CINEMA. 1a Festa Internazionale di Roma – "Il Mondo Addosso", di Costanza Quatriglio (Extra)
Il valore del film risiede nella stessa “intentio” divulgativa delle immagini, affrancate dalla pretesa di offrire una risposta sbrigativa, mentre la tenera colonna sonora e il ricorso insistito al primo piano rappresentano espedienti quasi indispensabili per raccontarne la solitudine senza perdere di vista la vocazione “sociale” del progetto
Già al suo debutto sul grande schermo con L'isola (presentato nella Quinzaine des Réalisateurs di Cannes 2003), la giovanissima Costanza Quatriglio aveva delineato i contorni di un approccio documentaristico estremamente rigoroso, dove l'indagine conoscitiva non precludeva però una costruzione in senso drammatico delle inquadrature e del montaggio. Nei lunghi piani sequenza de Il Mondo Addosso infatti, la tenera colonna sonora di Vladimir Dinissenkov e il ricorso insistito al primo piano sui quattro protagonisti rappresentano espedienti quasi indispensabili per raccontarne la solitudine senza mai perdere di vista la vocazione "sociale" del lungometraggio; anzi, è proprio la complicità spirituale della regista con i vari Cosmin, Inga, Mohammad Jan e Josif a costituire il principale fondamento estetico dell'opera, affinché la loro consueta lotta per l'esistenza diventi agli occhi del pubblico un'esperienza straordinaria. Per quanto tristemente "normale".

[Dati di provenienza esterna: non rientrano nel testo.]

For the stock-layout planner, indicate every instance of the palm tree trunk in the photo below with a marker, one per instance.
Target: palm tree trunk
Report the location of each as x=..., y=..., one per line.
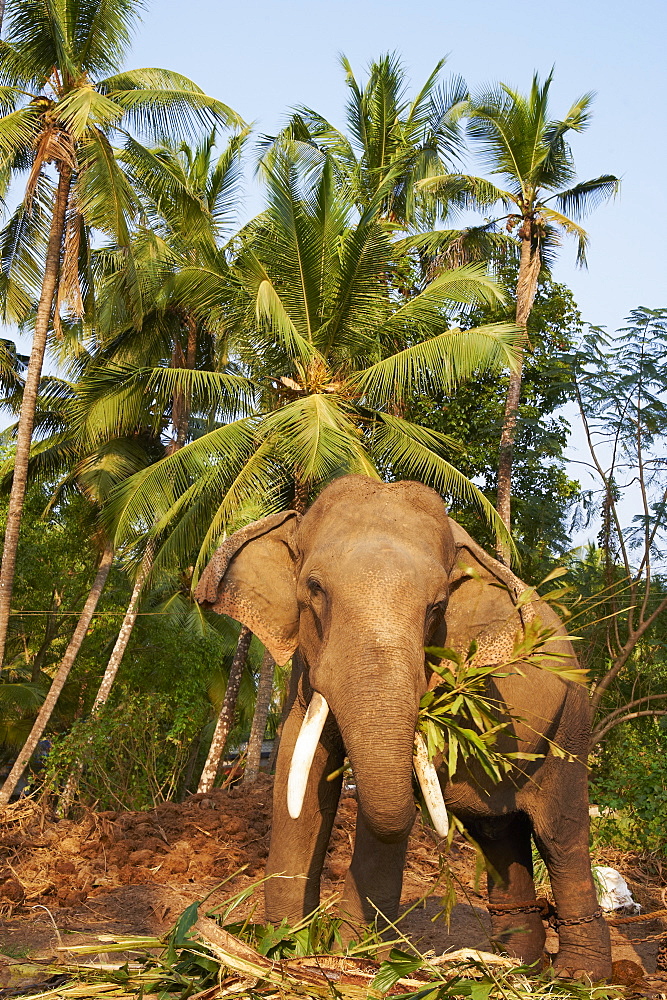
x=27, y=415
x=264, y=692
x=109, y=677
x=180, y=413
x=227, y=713
x=529, y=270
x=62, y=673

Il valore del progetto risiede allora nella stessa "intentio" divulgativa delle immagini, affrancate da qualsiasi tentazione retorica e dalla pretesa di offrire una risposta sbrigativa: non a caso, l'autrice palermitana insegue spesso i personaggi su rotaie al confine labile tra speranza, rivincita, solitudine e disillusione, in cui la sorte gioca però un ruolo sin troppo arbitrario. I vagoni parcheggiati alla stazione Termini possono diventare quindi un approdo sorridente, oppure l'unica dimora possibile per i profughi esclusi dai centri d'accoglienza.

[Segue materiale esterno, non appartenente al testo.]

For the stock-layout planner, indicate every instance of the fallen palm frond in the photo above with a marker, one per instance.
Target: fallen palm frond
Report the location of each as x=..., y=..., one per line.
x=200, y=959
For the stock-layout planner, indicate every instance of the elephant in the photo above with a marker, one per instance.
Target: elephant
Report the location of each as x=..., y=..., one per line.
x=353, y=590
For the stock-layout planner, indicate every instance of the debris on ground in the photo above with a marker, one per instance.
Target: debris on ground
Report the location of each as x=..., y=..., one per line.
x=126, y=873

Mentre in Cose di Questo Mondo Micheal Winterbottom ricostruiva la tragedia del viaggio, la regista italiana sceglie ancora più coraggiosamente di riprendere l'arrivo dolce-amaro degli immigrati nella capitale, affidando il passato alle voci off dei ragazzi. D'altronde il problema investe direttamente gli spettatori e il presente, qui non si tratta di assistere con distacco a una tragedia remota. Il semplice atto di mostrare assume allora di per sé uno spiccato valore etico, che andrebbe completato da un gesto altrettanto nobile: guardarlo, questo film.